There is also another trial ongoing which is the European Trial of FLC removal by extended hemodialysis in cast nephropathy. This trial is not about plasmapheresis itself, it’s rather about a new technique called extended hemodialysis with high cut-off membrane. So for those of you not familiar with this technique you’ll hear much more about it in the next session by Doctor Hutchinson. But just to say a few words. This new technique is actually hemodialysis with special membranes that allow for passage of large molecules and hence passage of myeloma protein. With this novel technique you can reach excellent elimination of myeloma protein, actually you can get even greater elimination of myeloma protein than with plasmapheresis in some circumstances. So this is a very interesting technique. They’re planning to evaluate this novel technique with a randomised controlled trial and they hope to enroll 90 patients with a primary endpoint of independence from dialysis. Although this is different from plasmapheresis it is still similar in its intent in the sense that it wishes to eliminate rapidly excess myeloma protein while chemotherapy kicks in and provides its effect.

So if I can end up with some treatment recommendations, well, the benefits of plasmapheresis still remain to be demonstrated unfortunately. We have 3 randomised controlled trials and we have several non-randomised studies but despite these studies the benefits of plasmapheresis have not been convincingly demonstrated up to now. One thing that we can conclude though is that plasmapheresis should not be performed in all new patients with myeloma. We need to be selective. Plasmapheresis is a technique associated with a lot of side-effects, so it’s something that should not be done in every incoming patient with a new diagnosis of myeloma. However, for patients in whom aggressive immunotherapy is contemplated, plasmapheresis may be an option. There is certainly a subset of patients who may benefit from plasmapheresis.

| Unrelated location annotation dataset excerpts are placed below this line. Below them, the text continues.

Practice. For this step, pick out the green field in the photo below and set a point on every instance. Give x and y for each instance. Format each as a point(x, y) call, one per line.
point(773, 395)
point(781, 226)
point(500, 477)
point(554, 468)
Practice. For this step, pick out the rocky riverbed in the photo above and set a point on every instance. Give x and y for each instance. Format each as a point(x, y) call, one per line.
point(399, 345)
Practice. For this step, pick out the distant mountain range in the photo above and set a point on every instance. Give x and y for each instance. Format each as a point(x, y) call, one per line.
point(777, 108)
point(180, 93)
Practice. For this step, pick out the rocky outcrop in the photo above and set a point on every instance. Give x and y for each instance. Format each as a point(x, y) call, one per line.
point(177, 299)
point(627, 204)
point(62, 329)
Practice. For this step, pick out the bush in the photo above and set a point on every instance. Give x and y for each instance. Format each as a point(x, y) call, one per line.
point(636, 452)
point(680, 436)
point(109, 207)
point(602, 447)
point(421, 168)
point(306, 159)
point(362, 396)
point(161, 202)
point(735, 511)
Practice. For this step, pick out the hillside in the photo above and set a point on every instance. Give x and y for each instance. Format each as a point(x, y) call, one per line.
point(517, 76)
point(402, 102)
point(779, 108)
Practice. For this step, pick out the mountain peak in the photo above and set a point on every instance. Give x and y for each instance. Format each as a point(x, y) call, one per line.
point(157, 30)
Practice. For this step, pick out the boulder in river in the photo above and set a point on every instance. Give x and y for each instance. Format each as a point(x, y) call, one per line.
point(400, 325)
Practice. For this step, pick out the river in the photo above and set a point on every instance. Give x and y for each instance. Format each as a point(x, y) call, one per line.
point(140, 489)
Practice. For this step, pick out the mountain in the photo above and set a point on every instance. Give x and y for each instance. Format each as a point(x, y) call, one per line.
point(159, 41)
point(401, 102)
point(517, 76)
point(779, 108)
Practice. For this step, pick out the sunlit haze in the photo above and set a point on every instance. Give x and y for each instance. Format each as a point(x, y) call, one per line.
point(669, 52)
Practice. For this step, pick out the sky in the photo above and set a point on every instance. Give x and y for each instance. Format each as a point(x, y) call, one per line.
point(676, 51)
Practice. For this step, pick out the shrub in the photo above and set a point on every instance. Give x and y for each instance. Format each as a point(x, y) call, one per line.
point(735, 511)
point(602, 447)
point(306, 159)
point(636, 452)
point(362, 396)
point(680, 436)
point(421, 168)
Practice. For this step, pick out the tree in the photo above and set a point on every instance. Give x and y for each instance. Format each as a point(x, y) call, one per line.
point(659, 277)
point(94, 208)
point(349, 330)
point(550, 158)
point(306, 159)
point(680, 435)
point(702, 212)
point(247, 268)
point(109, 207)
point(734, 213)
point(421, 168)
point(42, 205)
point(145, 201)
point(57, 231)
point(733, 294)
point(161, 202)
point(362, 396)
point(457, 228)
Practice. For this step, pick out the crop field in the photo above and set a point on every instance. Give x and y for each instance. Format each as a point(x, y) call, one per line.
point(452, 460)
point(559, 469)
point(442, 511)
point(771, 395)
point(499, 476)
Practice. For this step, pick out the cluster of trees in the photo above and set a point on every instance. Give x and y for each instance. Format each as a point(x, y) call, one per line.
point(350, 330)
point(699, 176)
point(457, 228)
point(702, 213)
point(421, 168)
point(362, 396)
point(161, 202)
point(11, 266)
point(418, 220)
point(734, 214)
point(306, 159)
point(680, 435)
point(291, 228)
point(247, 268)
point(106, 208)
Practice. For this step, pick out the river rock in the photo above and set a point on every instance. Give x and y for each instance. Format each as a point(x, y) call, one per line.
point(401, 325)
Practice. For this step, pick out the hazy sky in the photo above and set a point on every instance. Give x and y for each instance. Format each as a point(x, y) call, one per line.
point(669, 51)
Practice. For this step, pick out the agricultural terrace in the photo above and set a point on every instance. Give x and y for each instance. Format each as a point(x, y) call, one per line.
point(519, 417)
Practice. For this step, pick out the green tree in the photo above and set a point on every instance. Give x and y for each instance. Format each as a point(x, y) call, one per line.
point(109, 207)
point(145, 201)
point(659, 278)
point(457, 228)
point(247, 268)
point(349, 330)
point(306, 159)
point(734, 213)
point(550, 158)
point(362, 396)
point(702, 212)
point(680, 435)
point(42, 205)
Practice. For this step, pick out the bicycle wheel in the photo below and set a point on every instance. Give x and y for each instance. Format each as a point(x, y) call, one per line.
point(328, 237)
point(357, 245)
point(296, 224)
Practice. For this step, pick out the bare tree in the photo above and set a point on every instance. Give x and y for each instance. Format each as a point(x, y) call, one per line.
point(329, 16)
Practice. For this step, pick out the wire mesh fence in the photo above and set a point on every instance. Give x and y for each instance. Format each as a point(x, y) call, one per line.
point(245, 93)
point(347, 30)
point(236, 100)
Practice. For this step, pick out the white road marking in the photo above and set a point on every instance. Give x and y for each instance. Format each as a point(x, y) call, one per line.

But in these patients if you choose to go ahead with plasmapheresis, I suggest that renal biopsy should be obtained first to make sure that you’re treating a myeloma cast nephropathy and that you’re not treating a tubular acute necrosis or another entity. So renal biopsy should probably be obtained first in all patients in which plasmapheresis is projected or attempted. Second, light chain measurements should be obtained to monitor the effect of plasmapheresis, to monitor whether or not you’re effective in reducing serum light chain level with plasmapheresis and to adapt the intensity of your plasmapheresis treatment. Hopefully, within the next couple of years, we’ll get the results of the ongoing clinical trials and we will be able to have a definite answer regarding the effects and the benefits of plasmapheresis. Then, hopefully, we’ll be able to provide more precise and better treatment recommendations.

Chairman: Thank you very much Doctor Madore for this very comprehensive review of plasmapheresis trials we have time for one or two questions. Yes?

Question: Thank you for an excellent presentation. Do you have any absolute recommendation for starting plasmapheresis in myeloma patients? For example, our level of light chain or IgA? We have something in their references that we have some points but for patients for starting plasmapheresis what are the absolute indications and/or relating indications? Thank you.

Dr. Madore: Well, there are no strict recommendations and I could not give you a level of serum light chain at which for instance that you would say, ok we need absolutely to perform plasmapheresis in this patient. However, the higher the serum light chain level, the more effective or at least the better should be the effect of plasmapheresis but I cannot provide you with let’s say a specific number.

Dr. Madore: Yes, we don’t have any data and maybe with the ongoing trials, we’ll get some data. We would need some data to say ok with such a level of light chain in the plasma you can go ahead with plasmapheresis and you’ll have some benefits. But we don’t have this yet.

Chairman: Thank you very much if there are no other questions we’ll move on to the last presentation.